The Costs of Illegal Immigration to Iowans (2007)
December 2007
The Fiscal Burden of Illegal Immigration on United States Taxpayers, a new detailed fiscal cost study issued in 2010, supersedes the earlier state estimates in this study. The new estimate includes some cost areas not included in the state study below. This earlier state fiscal cost study remains on the website solely for comparison and because it also provides sources and methods of fiscal cost analysis that are not available with the new study.
Executive Summary
Iowa has a fast growing illegal alien population of at least 55,000 persons, and the fiscal burden on Iowans resulting from services provided to that population are similarly growing rapidly. Comparing this number with the federal government estimate of 24,000 illegal immigrants in 2000 suggests that the illegal resident alien population has grown by roughly 31,000 persons — an increase of 130 percent — over the past seven years. A comparison of the entire foreign-born population residing in Iowa in the 2000 Census — including legal and illegal immigrants and some long-term nonimmigrants, such as foreign students — with the estimated size of that foreign-born population in 2006 also shows an increase of about 31,000 people. This suggests that virtually all of the increase in the foreign-born population in Iowa since 2000 has been by illegal residents.

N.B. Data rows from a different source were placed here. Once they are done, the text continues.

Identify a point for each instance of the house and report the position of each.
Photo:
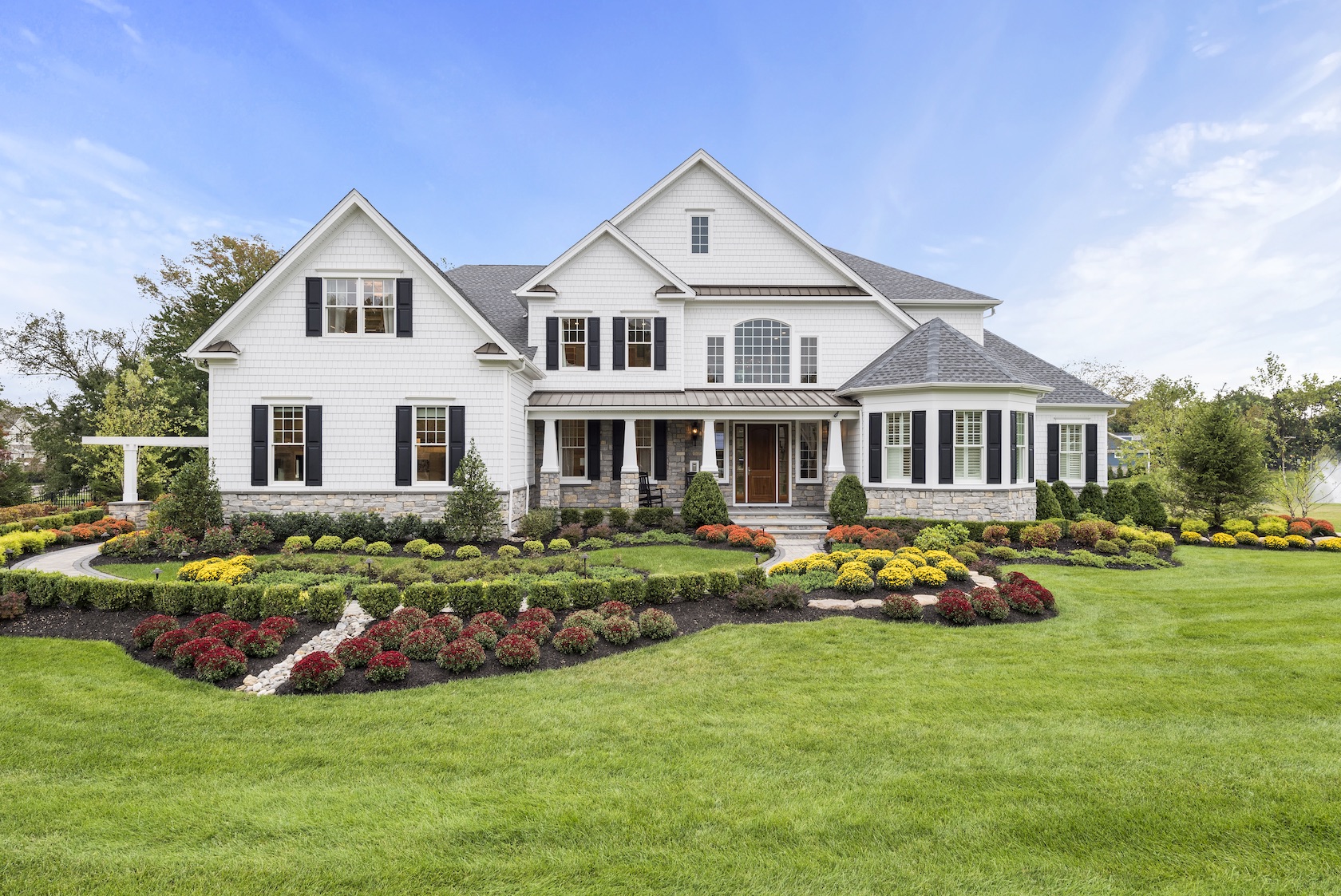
(698, 329)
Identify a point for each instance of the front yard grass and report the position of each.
(1171, 732)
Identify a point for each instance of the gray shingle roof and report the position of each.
(1068, 389)
(900, 286)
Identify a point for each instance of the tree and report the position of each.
(1218, 460)
(473, 511)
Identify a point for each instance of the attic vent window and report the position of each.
(699, 235)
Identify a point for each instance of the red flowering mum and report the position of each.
(220, 663)
(423, 644)
(574, 639)
(461, 655)
(388, 634)
(168, 643)
(315, 673)
(356, 652)
(954, 606)
(280, 626)
(146, 632)
(184, 657)
(495, 622)
(388, 665)
(481, 634)
(518, 652)
(538, 614)
(230, 630)
(534, 630)
(259, 643)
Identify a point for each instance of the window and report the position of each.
(763, 352)
(809, 360)
(346, 314)
(716, 360)
(643, 443)
(573, 448)
(431, 444)
(574, 342)
(1072, 447)
(640, 342)
(968, 445)
(699, 235)
(287, 444)
(899, 445)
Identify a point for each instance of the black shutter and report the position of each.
(659, 344)
(455, 439)
(1054, 452)
(659, 445)
(617, 354)
(593, 344)
(404, 443)
(946, 459)
(994, 447)
(593, 450)
(1092, 452)
(920, 447)
(314, 306)
(260, 444)
(313, 451)
(876, 421)
(552, 344)
(404, 307)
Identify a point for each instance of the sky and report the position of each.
(1148, 184)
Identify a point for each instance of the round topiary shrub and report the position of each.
(574, 640)
(954, 606)
(423, 644)
(220, 663)
(148, 632)
(388, 665)
(656, 624)
(354, 652)
(461, 655)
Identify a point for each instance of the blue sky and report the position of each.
(1152, 184)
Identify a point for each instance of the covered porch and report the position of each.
(765, 447)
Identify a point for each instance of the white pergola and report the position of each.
(130, 447)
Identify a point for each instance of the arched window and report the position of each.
(763, 352)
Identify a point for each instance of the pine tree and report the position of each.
(473, 511)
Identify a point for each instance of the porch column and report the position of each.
(710, 447)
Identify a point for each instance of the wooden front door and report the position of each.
(762, 464)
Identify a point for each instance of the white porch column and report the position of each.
(710, 447)
(550, 455)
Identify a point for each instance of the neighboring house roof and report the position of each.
(900, 286)
(1068, 389)
(938, 353)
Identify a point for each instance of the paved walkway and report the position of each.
(71, 561)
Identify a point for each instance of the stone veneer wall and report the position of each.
(952, 503)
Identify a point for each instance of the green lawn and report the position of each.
(1171, 732)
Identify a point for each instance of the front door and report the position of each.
(762, 464)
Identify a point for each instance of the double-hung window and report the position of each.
(431, 444)
(574, 342)
(899, 445)
(640, 342)
(287, 443)
(968, 445)
(1070, 452)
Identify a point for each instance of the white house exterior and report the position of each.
(698, 329)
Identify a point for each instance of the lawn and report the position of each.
(1171, 732)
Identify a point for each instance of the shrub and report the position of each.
(388, 634)
(388, 665)
(576, 639)
(955, 608)
(461, 655)
(220, 663)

This rapid rise in the illegal alien population in Iowa since 2000 has coincided with the implementation of a program termed the New Iowans Project. The New Iowans centers are still operating in the state.
FAIR estimates that the annual fiscal burden on Iowa taxpayers today from illegal immigration is at least $241 million. That equates to an annual cost of about $172 per native-born headed Iowa household after accounting for taxes collected from illegal workers.
This study takes into account the findings of a report prepared by Iowa’s Legislative Services Agency (LSA) in February 2007 and by the Iowa Policy Project (IPP) in response to the LSA report. Our estimates, based on a different methodology, reveal a greater fiscal burden than reported in either of those studies. Even without accounting for all areas in which costs associated with illegal immigration are being incurred by Iowa taxpayers, the program areas analyzed in this study indicate that the burden is substantial. The nearly one-quarter billion dollar costs incurred by Iowa taxpayers annually result from outlays in the following areas:
- Education. Based on an estimate of 8,645 school-age illegal aliens and 12,100 U.S.-born children of illegal aliens in Iowa and estimated per pupil costs of $8,450 per year for public K-12 schooling, Iowans spend about $175.3 million annually on education for the children of illegal immigrants. An additional estimated $13 million is being spent annually on programs for limited English students who are likely children of illegal aliens. More than four percent of the K-12 public school students in Iowa are children of illegal aliens, and this share has been increasing as the illegal resident population increases and the overall public school enrollment has decreased slightly
- Health care. State-funded uncompensated medical outlays for health care provided to Iowa’s illegal alien population amount to an estimated $48.3 million a year. This estimate does not include higher medical bills and insurance costs that Iowans who have medical insurance pay to cover the costs of those without insurance.
- Incarceration. The uncompensated cost of incarcerating deportable illegal aliens in Iowa’s state and local prisons amounts to nearly $4.9 million a year. This estimate excludes compensation from the federal government, short-term detention costs, related law enforcement and judicial expenditures, as well as the monetary costs of the crimes that led to incarceration.